In finding ways to teach health literacy to fourth and fifth graders, Schweitzer Fellow and Oklahoma State University College of Osteopathic Medicine student Tim Nissen is relying on what works best with kids: creativity and play. Building on a curriculum developed by the Harvard T.H. Chan School of Public Health called Eat Well & Keep Moving, Nissen enjoys leveraging the natural curiosity and creativity of his young charges to teach them healthier ways of living.
For example, a student recently asked Nissen to dedicate class time to creating a new game. The students together decided there should be five corners—one for each food group—and that one student would stand in the middle and call out a food. If that student called out “apples!” then the rest would run across the playground to the “fruit” corner, hoping not to be tagged by the student in the middle.
“Fifteen minutes later we were outside playing their game that reinforced MyPlate healthy eating style concepts and involved physically active play,” Nissen said.
Another lesson had students create their own advertisements for water—which was a creative way to reinforce its health benefits. “Ad campaigns have ranged from celebrity and athlete endorsements of water (which the world could use more of) to assertions that water will give you superpowers (which is mostly true),” Nissen said.
Through health-oriented games, activities, and lessons, Nissen is working not only to impart the knowledge his students need to make healthy choices, but to cultivate in them the desire to make those choices—thus increasing the chance that the healthy habits will stick with them as they grow up.
“Changing preferences and habits only becomes harder as one ages, so I saw childhood as a great time for nutrition education, which has been a pet interest of mine since my days as an undergraduate,” said Nissen. It doesn’t hurt that Nissen has long enjoyed working with his target population, having served as a camp a camp counselor and tutored elementary school students at Crossover Community Impact—now one of his community sites—while he was in college. (Nissen has also partnered with the local YMCA on his project).
Nissen said the support he received from The Albert Schweitzer Fellowship (ASF) has been greater than he anticipated: “ASF really invested in helping me implement the project, but I’ve been pleasantly surprised by the additional energy put into educating me about my community and equipping me to continue serving it in the future.”
He expressed gratitude for the opportunities the Fellowship is giving him to expand his professional network and broaden his experience working collaboratively across disciplines to improve health.

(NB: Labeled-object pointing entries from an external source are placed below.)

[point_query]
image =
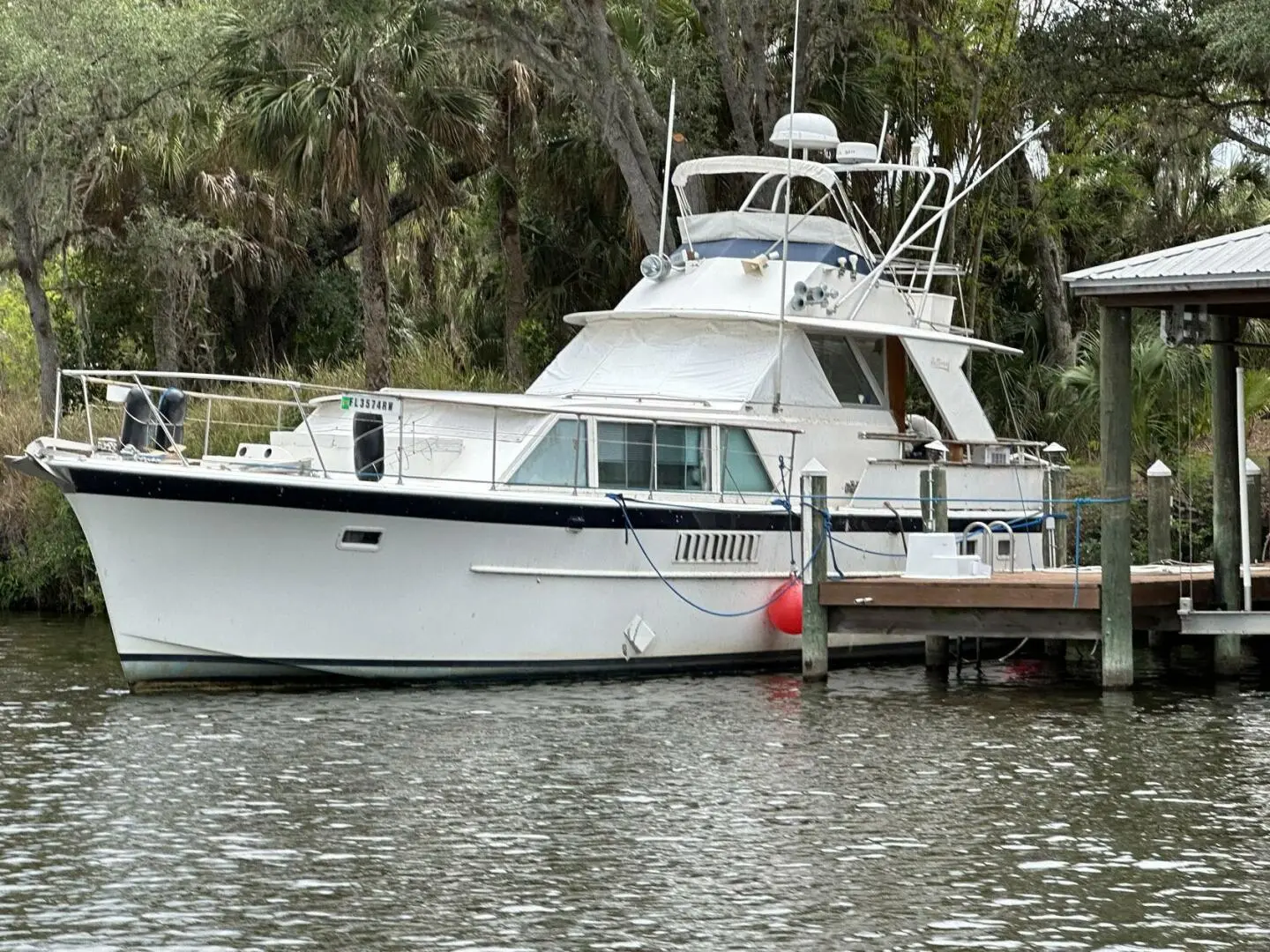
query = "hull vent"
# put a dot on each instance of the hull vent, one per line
(716, 547)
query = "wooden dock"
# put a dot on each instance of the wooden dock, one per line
(1058, 603)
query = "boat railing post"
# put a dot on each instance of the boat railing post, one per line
(163, 424)
(57, 406)
(816, 619)
(295, 395)
(88, 410)
(207, 428)
(400, 441)
(493, 453)
(578, 435)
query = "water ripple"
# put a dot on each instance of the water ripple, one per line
(735, 813)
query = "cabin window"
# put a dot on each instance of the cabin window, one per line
(741, 466)
(557, 460)
(625, 455)
(630, 455)
(842, 368)
(683, 457)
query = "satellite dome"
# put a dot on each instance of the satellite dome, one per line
(807, 131)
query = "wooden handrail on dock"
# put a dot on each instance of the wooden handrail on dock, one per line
(1056, 600)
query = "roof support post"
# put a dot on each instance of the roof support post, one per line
(1117, 450)
(1227, 472)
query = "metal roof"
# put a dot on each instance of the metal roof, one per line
(1238, 262)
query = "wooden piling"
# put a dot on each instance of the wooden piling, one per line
(1252, 473)
(1227, 471)
(934, 484)
(940, 496)
(1160, 502)
(1117, 449)
(1160, 495)
(1058, 492)
(816, 617)
(926, 494)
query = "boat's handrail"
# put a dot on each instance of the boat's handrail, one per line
(531, 406)
(524, 403)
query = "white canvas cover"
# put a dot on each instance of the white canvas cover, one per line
(770, 227)
(684, 358)
(940, 368)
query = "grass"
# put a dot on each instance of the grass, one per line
(45, 562)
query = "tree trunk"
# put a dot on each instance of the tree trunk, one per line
(1050, 271)
(372, 219)
(714, 19)
(31, 270)
(164, 329)
(513, 276)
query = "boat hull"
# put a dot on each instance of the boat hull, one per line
(224, 591)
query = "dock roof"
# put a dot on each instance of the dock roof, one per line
(1229, 268)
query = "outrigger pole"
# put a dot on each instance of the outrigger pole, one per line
(785, 242)
(666, 182)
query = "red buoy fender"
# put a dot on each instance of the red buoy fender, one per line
(785, 611)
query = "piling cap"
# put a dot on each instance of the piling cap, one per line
(814, 467)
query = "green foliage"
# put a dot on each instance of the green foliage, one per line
(46, 562)
(202, 175)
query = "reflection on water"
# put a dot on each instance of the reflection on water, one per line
(730, 813)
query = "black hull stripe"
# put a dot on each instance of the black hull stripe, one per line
(308, 668)
(600, 514)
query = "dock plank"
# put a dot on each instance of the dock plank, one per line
(1050, 591)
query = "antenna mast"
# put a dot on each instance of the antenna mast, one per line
(785, 242)
(666, 182)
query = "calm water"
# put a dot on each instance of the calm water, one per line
(693, 814)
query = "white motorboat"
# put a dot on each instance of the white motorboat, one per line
(634, 510)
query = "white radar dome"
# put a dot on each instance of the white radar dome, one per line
(810, 131)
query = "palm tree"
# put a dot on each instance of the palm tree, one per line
(349, 107)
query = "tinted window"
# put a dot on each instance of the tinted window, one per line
(742, 469)
(625, 455)
(683, 457)
(559, 460)
(842, 368)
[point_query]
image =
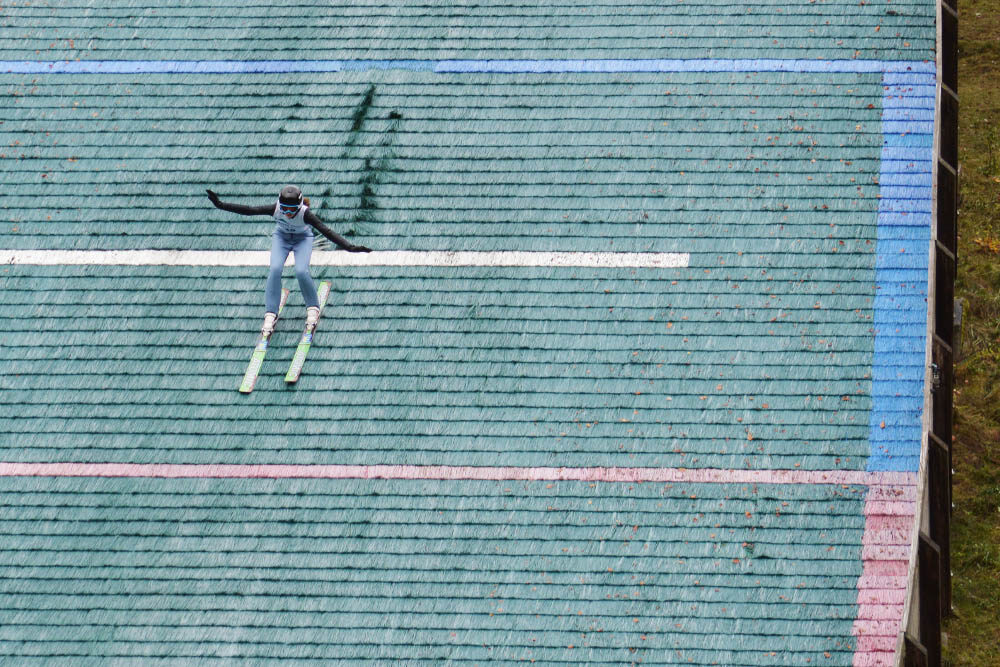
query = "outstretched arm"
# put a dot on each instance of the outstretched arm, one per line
(332, 235)
(239, 208)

“My hope as an aspiring physician is to bring effective care to the communities that need it most,” Nissen said. “I think that effective care has to work upstream to creatively address diverse causes of illness, and the Schweitzer Fellowship gives me opportunities to learn from and work with mental health and public health professionals, dietitians, and community workers. I think that one of the necessary evils of graduate medical education is that students spend the vast majority of their time with others in their profession, and I am excited for the role the Albert Schweitzer Fellowship has played—and will play—in introducing me to like-minded colleagues outside of my specific discipline.